The section includes lenses for "dual-classing," and following suit from Dungeon Fantasy 3, it includes the list of at-a-glance choice and marginal lenses which I very much appreciate. I wish the Assassin template came with the same volume of advice that was given for the Ninja template, but as it's a bit more focused than the Ninja, it is a little easier to wrap your head around it without a helping hand.

Ninja Gear

This chapter is like a lite fantasy ninja version of the equipment section of Martial Arts and a really enjoyable read. Every weapon and tool has a decent sized blurb spelling it out, and all of it is evocative of the type of stuff I think of when the subject of fantastic ninja comes up. The Ninja Suit section is especially interesting, but I would have appreciated a "behind-the-scenes" look at how the CFs were derived (even if it is something as simple as, "they felt right to me.") The careful selection of equipment and suit modifiers is just as important as the allocation of points for a ninja. Other classes, if you "accidentally" buy a sub-optimal sword, it's a small thing to buy a better one in a dive or two (at least, the way I run games,) but Ninja gear is real expensive. I can imagine a real nice catharsis and satisfaction when you finally manage to round up the tens of thousands needed for the ultimate, custom-fit suit.

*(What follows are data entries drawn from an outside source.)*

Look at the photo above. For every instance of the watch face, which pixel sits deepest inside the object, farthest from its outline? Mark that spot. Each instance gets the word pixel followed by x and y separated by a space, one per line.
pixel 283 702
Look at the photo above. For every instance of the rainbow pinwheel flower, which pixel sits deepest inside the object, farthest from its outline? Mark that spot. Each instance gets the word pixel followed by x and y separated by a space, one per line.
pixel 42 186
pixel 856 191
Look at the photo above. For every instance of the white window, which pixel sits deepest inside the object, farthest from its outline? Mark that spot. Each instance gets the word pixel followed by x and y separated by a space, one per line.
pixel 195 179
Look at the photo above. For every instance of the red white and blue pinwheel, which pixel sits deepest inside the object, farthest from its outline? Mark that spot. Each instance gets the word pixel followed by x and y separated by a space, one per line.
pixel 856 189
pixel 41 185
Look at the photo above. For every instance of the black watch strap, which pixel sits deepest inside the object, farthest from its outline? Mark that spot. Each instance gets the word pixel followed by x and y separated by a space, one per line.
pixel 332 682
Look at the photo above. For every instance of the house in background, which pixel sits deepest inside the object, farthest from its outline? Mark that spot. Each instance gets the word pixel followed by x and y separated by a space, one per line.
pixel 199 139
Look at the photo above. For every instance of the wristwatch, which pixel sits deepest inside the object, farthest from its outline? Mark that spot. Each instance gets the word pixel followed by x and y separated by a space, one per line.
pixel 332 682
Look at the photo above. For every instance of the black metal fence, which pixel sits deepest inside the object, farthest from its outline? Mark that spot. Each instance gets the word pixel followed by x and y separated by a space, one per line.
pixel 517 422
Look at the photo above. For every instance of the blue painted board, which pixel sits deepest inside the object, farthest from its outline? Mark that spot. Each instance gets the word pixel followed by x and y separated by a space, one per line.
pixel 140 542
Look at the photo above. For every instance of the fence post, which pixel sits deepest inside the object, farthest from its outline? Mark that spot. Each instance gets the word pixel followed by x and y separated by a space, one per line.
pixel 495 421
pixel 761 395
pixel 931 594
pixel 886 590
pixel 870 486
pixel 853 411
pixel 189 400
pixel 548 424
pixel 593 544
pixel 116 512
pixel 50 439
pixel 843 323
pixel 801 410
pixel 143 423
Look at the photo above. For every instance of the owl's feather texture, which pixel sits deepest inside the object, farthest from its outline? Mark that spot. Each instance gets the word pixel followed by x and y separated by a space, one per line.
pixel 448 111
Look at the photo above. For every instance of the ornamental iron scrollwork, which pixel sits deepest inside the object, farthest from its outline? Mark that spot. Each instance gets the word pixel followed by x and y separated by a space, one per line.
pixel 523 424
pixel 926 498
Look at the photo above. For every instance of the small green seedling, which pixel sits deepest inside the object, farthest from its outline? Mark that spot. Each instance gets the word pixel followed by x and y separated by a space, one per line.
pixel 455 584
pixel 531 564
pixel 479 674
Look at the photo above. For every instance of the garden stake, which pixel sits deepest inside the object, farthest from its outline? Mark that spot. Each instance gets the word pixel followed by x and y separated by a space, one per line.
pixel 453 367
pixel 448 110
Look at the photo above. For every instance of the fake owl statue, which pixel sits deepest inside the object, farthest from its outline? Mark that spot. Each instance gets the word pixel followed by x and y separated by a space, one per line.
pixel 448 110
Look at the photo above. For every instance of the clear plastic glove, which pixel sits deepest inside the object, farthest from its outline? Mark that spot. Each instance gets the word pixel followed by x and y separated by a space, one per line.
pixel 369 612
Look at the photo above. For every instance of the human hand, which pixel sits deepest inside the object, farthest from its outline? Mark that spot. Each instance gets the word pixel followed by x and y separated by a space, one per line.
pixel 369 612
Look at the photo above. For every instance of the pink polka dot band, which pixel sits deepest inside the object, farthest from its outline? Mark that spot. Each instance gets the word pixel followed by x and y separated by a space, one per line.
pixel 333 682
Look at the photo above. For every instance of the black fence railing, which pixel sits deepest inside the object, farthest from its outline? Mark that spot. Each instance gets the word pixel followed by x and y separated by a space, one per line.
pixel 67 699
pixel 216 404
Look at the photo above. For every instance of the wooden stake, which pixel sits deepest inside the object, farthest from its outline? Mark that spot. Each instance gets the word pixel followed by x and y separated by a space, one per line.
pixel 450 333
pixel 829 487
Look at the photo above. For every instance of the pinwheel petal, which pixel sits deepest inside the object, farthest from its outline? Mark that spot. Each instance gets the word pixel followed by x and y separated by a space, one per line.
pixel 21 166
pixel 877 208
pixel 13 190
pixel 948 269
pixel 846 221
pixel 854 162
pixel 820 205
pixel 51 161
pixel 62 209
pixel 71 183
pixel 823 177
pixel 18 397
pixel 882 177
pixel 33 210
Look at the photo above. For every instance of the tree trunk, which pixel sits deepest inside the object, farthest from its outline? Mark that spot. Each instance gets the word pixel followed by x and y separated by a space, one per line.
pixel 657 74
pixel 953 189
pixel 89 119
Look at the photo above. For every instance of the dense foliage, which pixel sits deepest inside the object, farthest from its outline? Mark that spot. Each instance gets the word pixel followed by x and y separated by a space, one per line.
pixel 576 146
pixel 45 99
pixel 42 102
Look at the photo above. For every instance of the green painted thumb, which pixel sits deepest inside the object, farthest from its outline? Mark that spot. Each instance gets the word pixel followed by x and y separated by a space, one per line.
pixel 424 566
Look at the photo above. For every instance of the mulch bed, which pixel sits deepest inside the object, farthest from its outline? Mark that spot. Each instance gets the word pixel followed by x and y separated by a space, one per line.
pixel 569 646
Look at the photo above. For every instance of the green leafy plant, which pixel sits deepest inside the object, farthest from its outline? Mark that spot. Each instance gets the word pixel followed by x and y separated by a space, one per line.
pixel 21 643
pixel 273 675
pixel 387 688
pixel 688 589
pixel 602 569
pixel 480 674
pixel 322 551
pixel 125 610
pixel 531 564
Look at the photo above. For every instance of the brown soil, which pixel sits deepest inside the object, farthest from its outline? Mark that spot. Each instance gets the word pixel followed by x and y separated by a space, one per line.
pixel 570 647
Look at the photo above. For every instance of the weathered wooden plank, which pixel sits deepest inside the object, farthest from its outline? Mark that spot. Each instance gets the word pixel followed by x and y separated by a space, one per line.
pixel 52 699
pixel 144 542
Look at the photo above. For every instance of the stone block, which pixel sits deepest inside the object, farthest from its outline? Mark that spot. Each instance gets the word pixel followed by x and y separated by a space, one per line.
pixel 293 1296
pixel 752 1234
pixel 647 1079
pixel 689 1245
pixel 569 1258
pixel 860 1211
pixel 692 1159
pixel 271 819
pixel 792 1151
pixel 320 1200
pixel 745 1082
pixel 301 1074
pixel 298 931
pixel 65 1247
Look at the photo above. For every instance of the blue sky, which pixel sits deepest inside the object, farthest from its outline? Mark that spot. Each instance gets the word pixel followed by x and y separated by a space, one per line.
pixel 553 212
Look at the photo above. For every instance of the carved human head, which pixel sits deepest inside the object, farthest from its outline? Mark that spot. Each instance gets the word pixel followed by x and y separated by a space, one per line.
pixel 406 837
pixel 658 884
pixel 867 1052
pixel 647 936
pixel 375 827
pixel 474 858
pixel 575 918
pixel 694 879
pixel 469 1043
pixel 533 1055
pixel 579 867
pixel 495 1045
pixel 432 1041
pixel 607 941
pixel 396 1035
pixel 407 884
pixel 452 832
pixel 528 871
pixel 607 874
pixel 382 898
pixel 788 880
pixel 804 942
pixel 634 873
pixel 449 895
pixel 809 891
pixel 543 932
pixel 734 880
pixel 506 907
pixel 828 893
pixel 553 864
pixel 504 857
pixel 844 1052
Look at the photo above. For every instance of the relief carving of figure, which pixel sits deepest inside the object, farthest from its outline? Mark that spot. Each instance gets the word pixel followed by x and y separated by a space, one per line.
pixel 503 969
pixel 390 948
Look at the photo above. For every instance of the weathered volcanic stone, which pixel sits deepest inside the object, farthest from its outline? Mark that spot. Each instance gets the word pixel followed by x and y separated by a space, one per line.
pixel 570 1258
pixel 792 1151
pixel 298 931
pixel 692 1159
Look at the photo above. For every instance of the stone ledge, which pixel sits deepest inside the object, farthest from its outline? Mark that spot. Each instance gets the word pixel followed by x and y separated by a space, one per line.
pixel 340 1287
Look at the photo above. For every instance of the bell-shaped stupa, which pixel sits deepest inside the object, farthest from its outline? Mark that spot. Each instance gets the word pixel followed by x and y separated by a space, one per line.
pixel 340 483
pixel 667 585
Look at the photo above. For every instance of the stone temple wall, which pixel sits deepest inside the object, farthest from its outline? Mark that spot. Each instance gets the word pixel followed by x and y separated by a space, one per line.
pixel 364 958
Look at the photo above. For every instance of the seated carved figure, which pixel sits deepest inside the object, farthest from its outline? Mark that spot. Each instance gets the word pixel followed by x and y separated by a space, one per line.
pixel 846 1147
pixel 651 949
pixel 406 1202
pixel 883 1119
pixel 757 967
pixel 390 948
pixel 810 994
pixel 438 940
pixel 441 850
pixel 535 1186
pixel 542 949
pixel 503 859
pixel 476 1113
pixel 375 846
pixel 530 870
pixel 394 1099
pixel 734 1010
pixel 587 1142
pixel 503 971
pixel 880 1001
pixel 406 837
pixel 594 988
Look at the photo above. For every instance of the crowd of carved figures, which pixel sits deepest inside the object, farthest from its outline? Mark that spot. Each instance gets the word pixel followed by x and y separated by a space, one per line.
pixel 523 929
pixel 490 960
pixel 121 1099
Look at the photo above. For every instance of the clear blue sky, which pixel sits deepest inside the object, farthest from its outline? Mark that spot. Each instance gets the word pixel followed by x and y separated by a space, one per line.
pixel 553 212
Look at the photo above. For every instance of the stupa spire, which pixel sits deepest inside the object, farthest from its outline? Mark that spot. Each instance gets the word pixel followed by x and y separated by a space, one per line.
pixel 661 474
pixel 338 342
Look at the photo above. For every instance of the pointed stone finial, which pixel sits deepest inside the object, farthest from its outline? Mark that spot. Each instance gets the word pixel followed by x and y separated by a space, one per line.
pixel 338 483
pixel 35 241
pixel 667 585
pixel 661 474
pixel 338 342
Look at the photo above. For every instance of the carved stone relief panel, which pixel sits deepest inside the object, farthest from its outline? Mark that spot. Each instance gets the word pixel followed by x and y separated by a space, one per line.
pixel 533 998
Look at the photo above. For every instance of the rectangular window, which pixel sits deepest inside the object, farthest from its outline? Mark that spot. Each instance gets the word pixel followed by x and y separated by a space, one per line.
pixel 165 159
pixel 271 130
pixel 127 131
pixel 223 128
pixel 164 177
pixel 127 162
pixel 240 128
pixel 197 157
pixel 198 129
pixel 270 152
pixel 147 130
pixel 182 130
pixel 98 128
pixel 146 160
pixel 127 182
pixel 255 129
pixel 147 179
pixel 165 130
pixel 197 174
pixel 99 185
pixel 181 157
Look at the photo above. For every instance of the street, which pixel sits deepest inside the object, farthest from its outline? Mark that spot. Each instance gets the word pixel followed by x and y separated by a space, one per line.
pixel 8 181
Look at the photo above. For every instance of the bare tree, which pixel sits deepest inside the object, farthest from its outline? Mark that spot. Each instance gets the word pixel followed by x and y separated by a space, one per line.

Other Thoughts and Conclusion

Is this book bad? I think I might have given that impression earlier, but it isn't so much that it is bad, in fact, for what it is, I think it is objectively well written and a great package. If what you want is the ability to make a really cool Ninja, this book does no wrong. However, the book isn't very usable (even with some of the suggestions given in the introduction) outside of that application. I haven't had a particular need for Ninja so it hasn't come up for me. I am a completionist though, so I couldn't stand that gap between Dungeon Fantasy 11 and Dungeon Fantasy 13 on my computer. Besides, it probably has the best pull-quotes in the series thus far.